An awkwardness was upon him. Having Alma alone up here—He found himself trembling. He drew up his chair beside her.

"Alma, I didn't bring you to watch me send a message. I—there's something I want to say to you. I wanted to say it up here—really alone with you. Up here alone—with the stars around us."

His hand touched hers; he could feel her trembling, emotion-swept like himself.

"Graham—"

As though it were fate always snatching them apart, a vague moving shadow fell upon the starlit table before them.

"Graham, look!"

A shadow from the catwalk doorway. Graham leaped up. At the door he was just in time to see a man's figure disappearing past the Captain's cabin.

"What is it, Graham?"

"That damned Martian—that Kol—eavesdropping on us! Sit quiet, Alma! By Heaven—"

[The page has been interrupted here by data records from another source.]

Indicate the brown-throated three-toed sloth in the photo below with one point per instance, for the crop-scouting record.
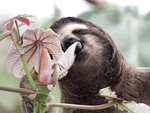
(98, 64)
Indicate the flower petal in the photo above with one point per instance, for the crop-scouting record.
(38, 32)
(9, 25)
(29, 35)
(23, 20)
(4, 35)
(44, 74)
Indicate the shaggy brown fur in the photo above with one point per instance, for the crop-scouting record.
(99, 64)
(105, 66)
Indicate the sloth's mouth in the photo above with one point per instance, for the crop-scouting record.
(81, 50)
(78, 49)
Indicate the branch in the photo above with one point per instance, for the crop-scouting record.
(17, 90)
(87, 107)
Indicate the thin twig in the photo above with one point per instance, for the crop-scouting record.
(86, 107)
(17, 90)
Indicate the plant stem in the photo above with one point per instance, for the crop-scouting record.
(28, 73)
(17, 90)
(86, 107)
(18, 33)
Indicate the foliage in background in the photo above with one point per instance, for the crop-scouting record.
(129, 30)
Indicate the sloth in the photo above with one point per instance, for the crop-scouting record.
(98, 64)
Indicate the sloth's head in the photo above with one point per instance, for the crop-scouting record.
(97, 51)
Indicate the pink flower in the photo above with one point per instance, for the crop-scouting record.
(9, 25)
(33, 40)
(21, 18)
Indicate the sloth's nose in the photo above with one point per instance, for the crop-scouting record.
(69, 40)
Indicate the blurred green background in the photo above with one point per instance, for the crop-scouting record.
(129, 29)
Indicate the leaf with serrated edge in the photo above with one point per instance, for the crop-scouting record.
(14, 60)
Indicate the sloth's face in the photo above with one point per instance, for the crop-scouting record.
(93, 58)
(91, 48)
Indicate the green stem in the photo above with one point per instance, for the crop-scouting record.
(86, 107)
(41, 98)
(38, 107)
(17, 90)
(28, 73)
(18, 33)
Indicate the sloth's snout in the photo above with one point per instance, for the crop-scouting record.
(69, 40)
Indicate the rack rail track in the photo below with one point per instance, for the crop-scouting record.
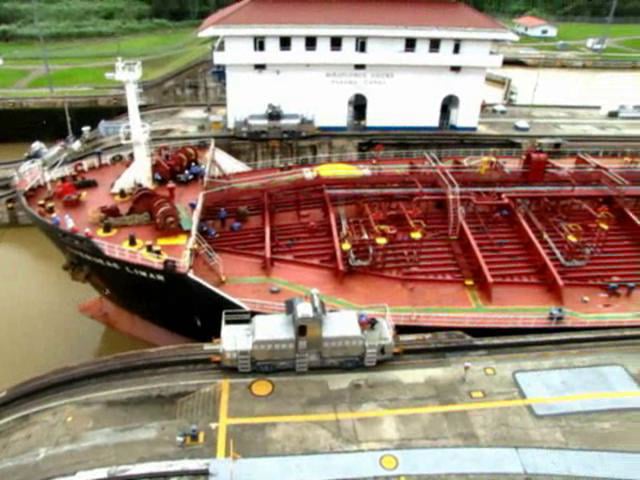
(202, 357)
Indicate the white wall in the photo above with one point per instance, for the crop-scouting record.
(403, 89)
(380, 51)
(402, 97)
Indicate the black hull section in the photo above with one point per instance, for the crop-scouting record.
(172, 300)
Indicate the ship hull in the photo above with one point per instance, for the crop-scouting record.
(172, 300)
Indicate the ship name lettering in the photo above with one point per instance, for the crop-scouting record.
(117, 266)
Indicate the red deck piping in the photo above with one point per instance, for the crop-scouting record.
(555, 278)
(268, 263)
(334, 231)
(478, 259)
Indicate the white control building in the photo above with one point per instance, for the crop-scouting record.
(355, 64)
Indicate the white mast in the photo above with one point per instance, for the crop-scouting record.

He got no further. Beyond the network of bridges the firmament was visible through the ship's bow dome-peak. Graham caught a glimpse of a huge black shape out there; a great whirling rock dashing through space. The sunlight and starlight edged it, as in the blackness it suddenly became visible—forbidding—menacing—It had been a thousand miles away a minute before; but now like a juggernaut it leaped toward them. A derelict asteroid! There would be a collision!

Graham turned. "Alma—" He was aware that he had clutched her. He heard the doomed Comet's interior resounding with bells; the danger siren starting its shriek. An instant of chaos. The ship lurched upward, its rocket exhausts working furiously! Too late! A blinding flash of light enveloping everything. A smashing tearing impact. The universe quivering, staggering.

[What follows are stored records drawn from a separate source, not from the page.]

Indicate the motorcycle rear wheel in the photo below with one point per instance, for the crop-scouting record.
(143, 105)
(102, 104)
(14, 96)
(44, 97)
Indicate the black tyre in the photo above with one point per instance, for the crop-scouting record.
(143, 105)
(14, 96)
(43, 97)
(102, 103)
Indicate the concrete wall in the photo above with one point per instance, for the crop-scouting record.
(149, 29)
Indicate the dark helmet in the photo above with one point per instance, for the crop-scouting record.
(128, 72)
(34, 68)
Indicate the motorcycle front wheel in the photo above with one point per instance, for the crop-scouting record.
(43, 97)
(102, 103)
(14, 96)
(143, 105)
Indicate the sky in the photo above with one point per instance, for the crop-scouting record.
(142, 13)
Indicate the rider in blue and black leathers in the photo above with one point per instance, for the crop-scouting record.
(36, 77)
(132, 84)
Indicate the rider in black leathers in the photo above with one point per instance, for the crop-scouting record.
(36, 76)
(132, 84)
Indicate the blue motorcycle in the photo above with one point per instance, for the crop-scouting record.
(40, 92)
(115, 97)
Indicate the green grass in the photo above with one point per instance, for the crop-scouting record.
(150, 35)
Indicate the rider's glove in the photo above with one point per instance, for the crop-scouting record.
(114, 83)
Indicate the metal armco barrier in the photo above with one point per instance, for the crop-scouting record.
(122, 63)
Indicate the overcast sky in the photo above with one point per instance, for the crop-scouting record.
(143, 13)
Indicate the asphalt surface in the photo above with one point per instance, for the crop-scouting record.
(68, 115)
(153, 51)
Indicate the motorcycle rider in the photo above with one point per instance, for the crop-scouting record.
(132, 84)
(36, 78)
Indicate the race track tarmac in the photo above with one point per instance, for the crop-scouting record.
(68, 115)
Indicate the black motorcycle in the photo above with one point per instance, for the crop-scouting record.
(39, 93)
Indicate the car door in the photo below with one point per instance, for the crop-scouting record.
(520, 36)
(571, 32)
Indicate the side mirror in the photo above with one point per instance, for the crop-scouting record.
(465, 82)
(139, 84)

Graham's senses slid into an abyss of soundless blackness—

IV.

A Dead World!

With returning consciousness Graham found himself not greatly hurt; he had been flung to the floor of his cubby. Alma was there. Dead? No, she moved; she opened her eyes.

"Graham—"

He knelt over her; raised her head. In a moment she was recovered.

"What happened, Graham? What was it?"

In the blur of those next minutes Graham moved about his room. Then he roved the spider bridges; went down one of the dangling ladders a distance. What had happened was all to obvious.

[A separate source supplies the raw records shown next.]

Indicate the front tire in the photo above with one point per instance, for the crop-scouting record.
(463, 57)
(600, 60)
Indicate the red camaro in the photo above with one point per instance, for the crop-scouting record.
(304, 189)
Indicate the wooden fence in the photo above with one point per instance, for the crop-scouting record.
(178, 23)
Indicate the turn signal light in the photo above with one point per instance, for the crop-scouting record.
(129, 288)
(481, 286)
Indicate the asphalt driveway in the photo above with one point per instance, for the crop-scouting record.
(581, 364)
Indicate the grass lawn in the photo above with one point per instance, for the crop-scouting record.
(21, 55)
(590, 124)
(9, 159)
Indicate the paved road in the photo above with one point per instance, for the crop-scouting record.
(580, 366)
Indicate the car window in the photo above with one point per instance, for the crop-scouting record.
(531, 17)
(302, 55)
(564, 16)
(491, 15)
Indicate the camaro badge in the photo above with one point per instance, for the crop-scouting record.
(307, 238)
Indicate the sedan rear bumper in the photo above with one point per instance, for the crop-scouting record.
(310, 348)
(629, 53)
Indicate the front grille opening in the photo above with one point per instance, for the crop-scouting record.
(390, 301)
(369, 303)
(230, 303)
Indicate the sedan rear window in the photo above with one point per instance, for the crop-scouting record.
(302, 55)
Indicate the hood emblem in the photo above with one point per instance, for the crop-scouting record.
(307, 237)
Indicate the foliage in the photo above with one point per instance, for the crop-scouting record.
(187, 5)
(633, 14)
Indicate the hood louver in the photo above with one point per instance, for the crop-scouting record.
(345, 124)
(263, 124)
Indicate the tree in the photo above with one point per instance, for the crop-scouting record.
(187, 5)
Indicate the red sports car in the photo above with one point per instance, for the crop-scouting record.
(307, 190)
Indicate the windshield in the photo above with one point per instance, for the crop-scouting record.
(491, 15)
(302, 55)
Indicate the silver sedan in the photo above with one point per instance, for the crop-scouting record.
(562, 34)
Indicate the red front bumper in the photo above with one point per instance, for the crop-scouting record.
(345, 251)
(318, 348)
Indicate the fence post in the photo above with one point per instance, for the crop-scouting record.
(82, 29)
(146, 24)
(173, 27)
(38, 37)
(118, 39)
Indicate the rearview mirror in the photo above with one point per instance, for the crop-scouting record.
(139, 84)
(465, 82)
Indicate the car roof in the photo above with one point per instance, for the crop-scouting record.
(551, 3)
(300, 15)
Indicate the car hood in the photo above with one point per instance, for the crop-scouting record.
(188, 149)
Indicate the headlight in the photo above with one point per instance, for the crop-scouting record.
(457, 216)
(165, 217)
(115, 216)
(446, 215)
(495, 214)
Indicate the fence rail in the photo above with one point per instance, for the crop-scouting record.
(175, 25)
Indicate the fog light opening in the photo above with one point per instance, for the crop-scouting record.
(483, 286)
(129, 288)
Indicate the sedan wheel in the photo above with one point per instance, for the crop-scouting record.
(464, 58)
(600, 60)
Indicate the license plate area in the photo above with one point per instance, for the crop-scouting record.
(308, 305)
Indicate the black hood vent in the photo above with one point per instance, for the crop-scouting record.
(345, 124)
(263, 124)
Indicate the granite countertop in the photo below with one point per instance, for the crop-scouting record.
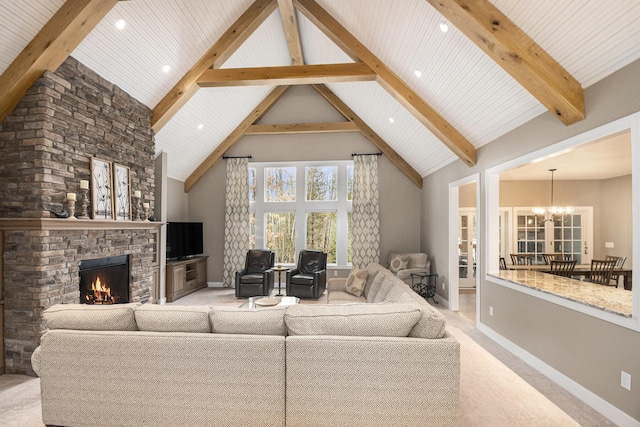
(614, 300)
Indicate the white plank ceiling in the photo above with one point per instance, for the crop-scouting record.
(590, 39)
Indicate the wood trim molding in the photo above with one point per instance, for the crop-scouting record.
(226, 45)
(50, 48)
(518, 55)
(291, 31)
(297, 128)
(74, 224)
(422, 111)
(289, 75)
(234, 136)
(370, 134)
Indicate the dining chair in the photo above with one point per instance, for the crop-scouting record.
(521, 259)
(619, 263)
(550, 257)
(601, 271)
(562, 267)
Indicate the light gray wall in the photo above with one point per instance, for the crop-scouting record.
(399, 197)
(177, 201)
(589, 351)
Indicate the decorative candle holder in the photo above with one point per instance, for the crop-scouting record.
(71, 208)
(145, 213)
(84, 204)
(135, 209)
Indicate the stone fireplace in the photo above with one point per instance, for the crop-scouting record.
(104, 280)
(46, 144)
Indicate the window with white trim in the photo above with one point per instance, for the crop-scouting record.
(302, 205)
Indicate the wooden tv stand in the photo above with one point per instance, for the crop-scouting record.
(186, 276)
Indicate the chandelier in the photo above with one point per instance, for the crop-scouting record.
(553, 209)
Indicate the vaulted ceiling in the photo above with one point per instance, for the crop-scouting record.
(502, 63)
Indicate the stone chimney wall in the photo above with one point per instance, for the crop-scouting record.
(46, 145)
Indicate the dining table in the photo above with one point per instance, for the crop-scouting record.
(580, 270)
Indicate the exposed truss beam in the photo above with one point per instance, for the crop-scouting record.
(234, 136)
(49, 48)
(297, 128)
(422, 111)
(370, 134)
(518, 55)
(214, 57)
(289, 75)
(291, 30)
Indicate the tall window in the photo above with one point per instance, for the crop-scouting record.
(299, 206)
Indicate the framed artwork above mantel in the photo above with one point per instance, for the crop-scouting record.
(101, 189)
(122, 192)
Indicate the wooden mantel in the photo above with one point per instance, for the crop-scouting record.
(74, 224)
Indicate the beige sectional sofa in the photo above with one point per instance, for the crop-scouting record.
(302, 365)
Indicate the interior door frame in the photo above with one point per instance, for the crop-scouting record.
(454, 225)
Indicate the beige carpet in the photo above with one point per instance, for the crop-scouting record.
(491, 393)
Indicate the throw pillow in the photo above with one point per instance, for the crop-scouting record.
(373, 320)
(356, 281)
(399, 262)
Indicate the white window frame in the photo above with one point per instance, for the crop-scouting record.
(301, 206)
(492, 190)
(587, 231)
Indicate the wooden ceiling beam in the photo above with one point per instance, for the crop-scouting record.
(291, 30)
(49, 48)
(226, 45)
(518, 55)
(370, 134)
(429, 117)
(289, 75)
(234, 136)
(298, 128)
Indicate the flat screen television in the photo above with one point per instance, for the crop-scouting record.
(184, 239)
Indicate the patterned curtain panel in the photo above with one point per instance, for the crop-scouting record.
(236, 219)
(365, 222)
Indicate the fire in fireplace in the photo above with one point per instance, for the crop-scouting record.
(104, 280)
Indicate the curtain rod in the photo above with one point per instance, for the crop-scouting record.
(366, 154)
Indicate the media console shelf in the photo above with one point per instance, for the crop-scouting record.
(186, 276)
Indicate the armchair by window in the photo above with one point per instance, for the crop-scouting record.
(309, 278)
(257, 276)
(402, 264)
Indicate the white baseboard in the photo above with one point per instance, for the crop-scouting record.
(596, 402)
(442, 302)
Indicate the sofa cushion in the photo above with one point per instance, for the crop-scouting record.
(378, 280)
(382, 320)
(431, 324)
(342, 297)
(356, 281)
(399, 262)
(261, 321)
(172, 318)
(116, 317)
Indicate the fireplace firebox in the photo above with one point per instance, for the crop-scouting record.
(105, 280)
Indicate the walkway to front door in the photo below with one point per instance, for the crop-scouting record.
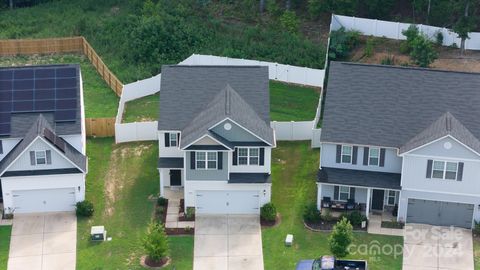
(228, 242)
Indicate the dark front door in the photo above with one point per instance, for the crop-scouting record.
(377, 199)
(175, 178)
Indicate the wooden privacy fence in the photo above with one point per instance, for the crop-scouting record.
(62, 45)
(100, 127)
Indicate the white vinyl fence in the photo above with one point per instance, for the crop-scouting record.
(289, 131)
(393, 30)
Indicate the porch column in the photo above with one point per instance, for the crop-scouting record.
(367, 209)
(162, 192)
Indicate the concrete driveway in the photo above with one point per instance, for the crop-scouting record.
(433, 247)
(228, 242)
(43, 241)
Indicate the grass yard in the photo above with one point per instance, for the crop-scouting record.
(287, 103)
(121, 180)
(99, 99)
(143, 109)
(5, 232)
(294, 168)
(292, 102)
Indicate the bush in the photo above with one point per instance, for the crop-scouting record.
(268, 212)
(342, 43)
(84, 209)
(311, 213)
(155, 242)
(161, 201)
(340, 238)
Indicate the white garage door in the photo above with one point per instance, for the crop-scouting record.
(227, 202)
(44, 200)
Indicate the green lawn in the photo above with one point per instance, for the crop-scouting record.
(120, 181)
(292, 102)
(142, 109)
(294, 168)
(287, 103)
(5, 232)
(99, 99)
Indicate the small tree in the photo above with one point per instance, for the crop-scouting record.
(340, 238)
(155, 242)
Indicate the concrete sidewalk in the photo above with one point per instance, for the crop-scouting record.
(228, 242)
(43, 241)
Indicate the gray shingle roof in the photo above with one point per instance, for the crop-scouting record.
(38, 129)
(359, 178)
(186, 90)
(389, 106)
(227, 103)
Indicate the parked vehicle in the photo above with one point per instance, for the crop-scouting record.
(330, 263)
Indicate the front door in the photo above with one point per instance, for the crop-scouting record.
(377, 199)
(175, 177)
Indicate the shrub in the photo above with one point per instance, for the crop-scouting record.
(268, 212)
(342, 43)
(84, 209)
(155, 242)
(161, 201)
(289, 21)
(311, 213)
(340, 238)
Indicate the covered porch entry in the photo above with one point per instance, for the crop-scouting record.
(369, 192)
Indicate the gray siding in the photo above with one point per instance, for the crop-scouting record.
(235, 134)
(393, 163)
(207, 175)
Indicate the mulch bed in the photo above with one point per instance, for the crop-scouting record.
(180, 231)
(392, 225)
(328, 226)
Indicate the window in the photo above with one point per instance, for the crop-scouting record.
(40, 157)
(373, 156)
(391, 197)
(343, 193)
(206, 160)
(173, 139)
(444, 170)
(346, 154)
(248, 156)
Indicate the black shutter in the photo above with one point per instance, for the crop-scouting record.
(352, 193)
(382, 157)
(48, 154)
(167, 139)
(354, 155)
(235, 154)
(460, 171)
(339, 153)
(32, 157)
(262, 156)
(366, 151)
(220, 160)
(192, 160)
(429, 168)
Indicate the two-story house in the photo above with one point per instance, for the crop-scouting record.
(215, 138)
(42, 138)
(402, 138)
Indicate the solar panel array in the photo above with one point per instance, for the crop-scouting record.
(38, 89)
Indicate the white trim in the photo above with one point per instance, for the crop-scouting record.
(439, 139)
(258, 137)
(206, 135)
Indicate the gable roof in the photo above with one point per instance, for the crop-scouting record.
(226, 104)
(388, 106)
(41, 128)
(447, 124)
(187, 90)
(51, 90)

Beneath his cubby the Comet lay wrecked and broken. From the ladder he stared down at it. The forward dome-peak was bashed in. Everything movable on the ship had been hurled into a strewn litter. The side decks, as they showed from where Graham stood, were piled at the forward ends with hurled deck chairs. And bodies were there. Lying motionless—stiffened in death—

The emergency glassite bulkheads were closed. Graham drew a deep breath; he was shuddering. There was air here in this upper dome section. The automatic bulkhead slides had closed and were holding it. But, save for this upper network of ladders and bridges, Graham's cubby and the nearby Captain's rooms, the ship was devoid of air! A dead ship. It lay now, silent—gruesome—

Graham stood listening to it. None of the mechanisms were operating. A derelict in space, the doomed Comet hung poised. A little broken world, floating in the grip of all the myriad balanced forces of the universe.

The ship's interior air-pressure had been maintained at some fifteen or sixteen pounds to the square inch. The bow dome had cracked. In a moment from every corner of the vessel, the air had rushed out into the vacuum of space—the cold had rushed in to fill everything. The bodies down there on the deck not mangled; suffocated, lying there stricken when the air left them—frozen into horrible positions—

And Graham knew that all over the ship it was the same. In every public room, in the staterooms, the mechanism rooms—death everywhere. With life only up here in the center dome. Of all the ship's passengers and crew, only he and Alma remained alive.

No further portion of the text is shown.